Jimmy Carter said:
“Muslim Brotherhood is not anything to be afraid of.”
“I know members of the Muslim Brotherhood because when I go to Egypt I try to meet with all the political people, and they have played a small role…
The Anti-Defamation League (ADL):
The Muslim Brotherhood was founded in 1928 by Hassan al-Banna, an Egyptian seeking to overthrow Egypt’s monarchy, expel western influences and establish an Islamic theocracy. Since its founding, the Muslim Brotherhood, a Sunni Islamic movement, has pursued these goals through political activity, ideological influence and acts of violence. The group became known for its extensive terrorist operations, including the failed assassination attempt of Egyptian leader Gamal Abdul Nasser. Its activities led to violent crackdowns by the governments of Egypt and Syria; it is banned in those countries.

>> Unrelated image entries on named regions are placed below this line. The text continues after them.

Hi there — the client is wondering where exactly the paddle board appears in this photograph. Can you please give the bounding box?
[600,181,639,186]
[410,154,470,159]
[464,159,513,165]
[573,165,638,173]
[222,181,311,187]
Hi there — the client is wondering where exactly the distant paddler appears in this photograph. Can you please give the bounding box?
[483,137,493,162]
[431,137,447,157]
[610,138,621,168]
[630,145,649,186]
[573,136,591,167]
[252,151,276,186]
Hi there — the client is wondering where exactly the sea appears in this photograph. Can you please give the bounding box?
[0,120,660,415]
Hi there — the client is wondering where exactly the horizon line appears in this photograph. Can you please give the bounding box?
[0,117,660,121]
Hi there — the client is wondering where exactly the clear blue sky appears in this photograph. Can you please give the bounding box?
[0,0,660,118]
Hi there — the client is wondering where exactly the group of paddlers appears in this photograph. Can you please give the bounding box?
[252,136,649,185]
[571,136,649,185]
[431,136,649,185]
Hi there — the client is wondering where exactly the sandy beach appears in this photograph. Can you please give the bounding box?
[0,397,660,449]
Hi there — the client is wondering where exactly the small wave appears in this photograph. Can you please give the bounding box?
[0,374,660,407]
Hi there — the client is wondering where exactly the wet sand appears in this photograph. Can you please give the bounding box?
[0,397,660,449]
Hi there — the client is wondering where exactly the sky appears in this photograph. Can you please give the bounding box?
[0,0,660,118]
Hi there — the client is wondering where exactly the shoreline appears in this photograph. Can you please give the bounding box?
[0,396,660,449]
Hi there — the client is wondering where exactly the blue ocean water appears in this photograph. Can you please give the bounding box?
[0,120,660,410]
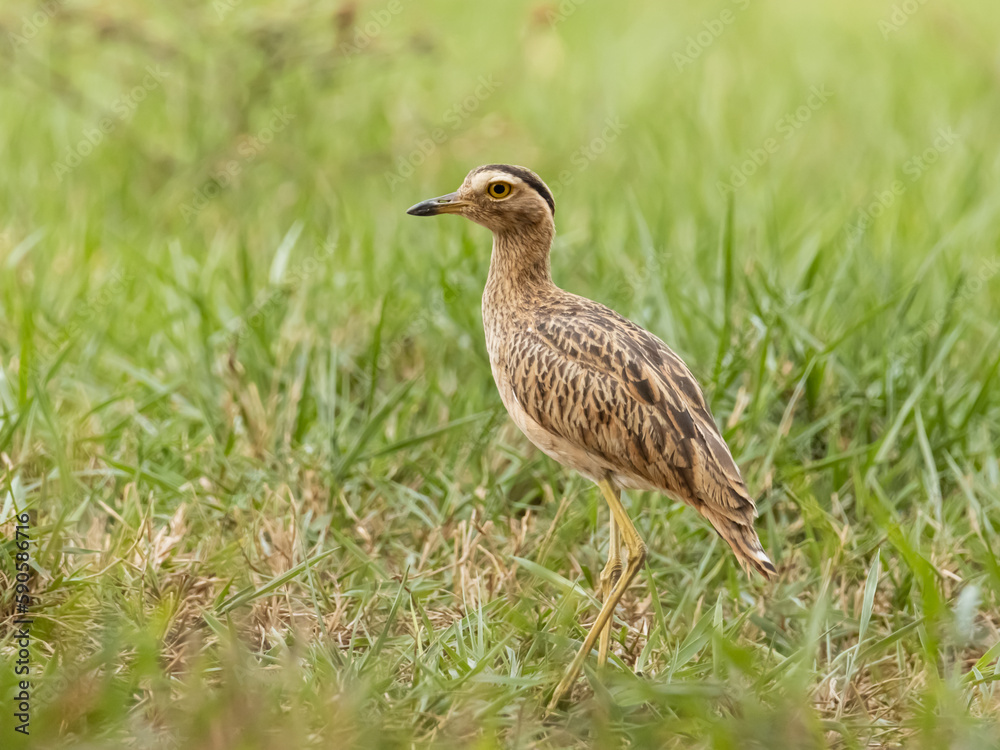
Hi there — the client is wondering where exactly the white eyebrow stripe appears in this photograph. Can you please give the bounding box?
[472,169,524,191]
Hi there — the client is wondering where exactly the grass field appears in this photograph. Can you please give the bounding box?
[0,0,1000,749]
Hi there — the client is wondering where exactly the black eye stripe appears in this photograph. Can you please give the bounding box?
[476,164,556,216]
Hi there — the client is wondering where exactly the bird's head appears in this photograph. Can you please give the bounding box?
[406,164,556,234]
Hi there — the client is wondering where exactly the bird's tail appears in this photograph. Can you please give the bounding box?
[706,514,778,580]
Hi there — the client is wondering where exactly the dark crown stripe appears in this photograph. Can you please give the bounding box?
[479,164,556,216]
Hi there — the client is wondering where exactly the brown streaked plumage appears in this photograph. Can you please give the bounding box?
[408,164,775,708]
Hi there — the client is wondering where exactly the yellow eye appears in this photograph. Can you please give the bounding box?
[486,182,510,198]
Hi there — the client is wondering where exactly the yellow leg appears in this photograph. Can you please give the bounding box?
[548,479,646,711]
[597,513,622,669]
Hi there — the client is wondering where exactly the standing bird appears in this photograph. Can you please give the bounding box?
[407,164,775,710]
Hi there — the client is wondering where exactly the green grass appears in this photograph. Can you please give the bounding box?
[0,0,1000,748]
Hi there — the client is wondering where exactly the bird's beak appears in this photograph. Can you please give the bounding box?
[406,193,465,216]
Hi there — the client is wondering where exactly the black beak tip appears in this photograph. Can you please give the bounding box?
[406,201,434,216]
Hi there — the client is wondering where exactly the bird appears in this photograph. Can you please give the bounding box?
[407,164,777,712]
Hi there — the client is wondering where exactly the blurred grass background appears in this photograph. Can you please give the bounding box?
[0,0,1000,748]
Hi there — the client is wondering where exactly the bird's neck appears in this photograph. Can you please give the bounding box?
[484,221,555,304]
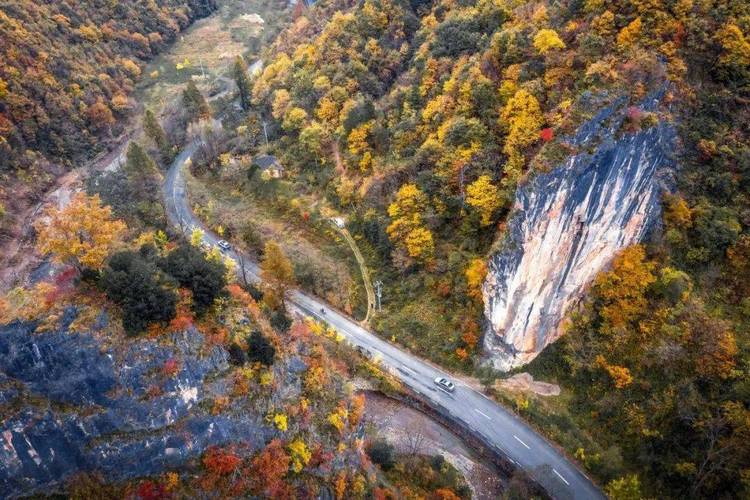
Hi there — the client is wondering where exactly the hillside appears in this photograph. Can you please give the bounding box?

Robert Mueller, FBI Director:
Elements of the Muslim Brotherhood, the Islamist group whose ideology has inspired terrorists such as Osama bin Laden, are in the United States and have supported terrorism here and overseas.
Yehudit Barsky is director of AJC’s Division on Middle East and International Terrorism:
Clearly, the current political climate in Egypt has given the Brotherhood a new lease on political life. Its recent statements nevertheless indicate that it has not changed its extremist political agenda, which remains a cause for deep concern among Egyptians and observers of the situation throughout the world.
Andrew C. McCarthy:
Banna was a practical revolutionary. On the one hand, he instructed his votaries to prepare for violence. They had to understand that, in the end — when the time was right, when the Brotherhood was finally strong enough that violent attacks would more likely achieve Ikhwan (Jihad) objectives than provoke crippling blowback — violence would surely be necessary to complete the revolution (meaning, to institute sharia, Islam’s legal-political framework). Meanwhile, on the other hand, he taught that the Brothers should take whatever they could get from the regime, the political system, the legal system, and the culture. He shrewdly realized that, if the Brothers did not overplay their hand, if they duped the media, the intelligentsia, and the public into seeing them as fighters for social justice, these institutions would be apt to make substantial concessions. Appeasement, he knew, is often a society’s first response to a threat it does not wish to believe is existential.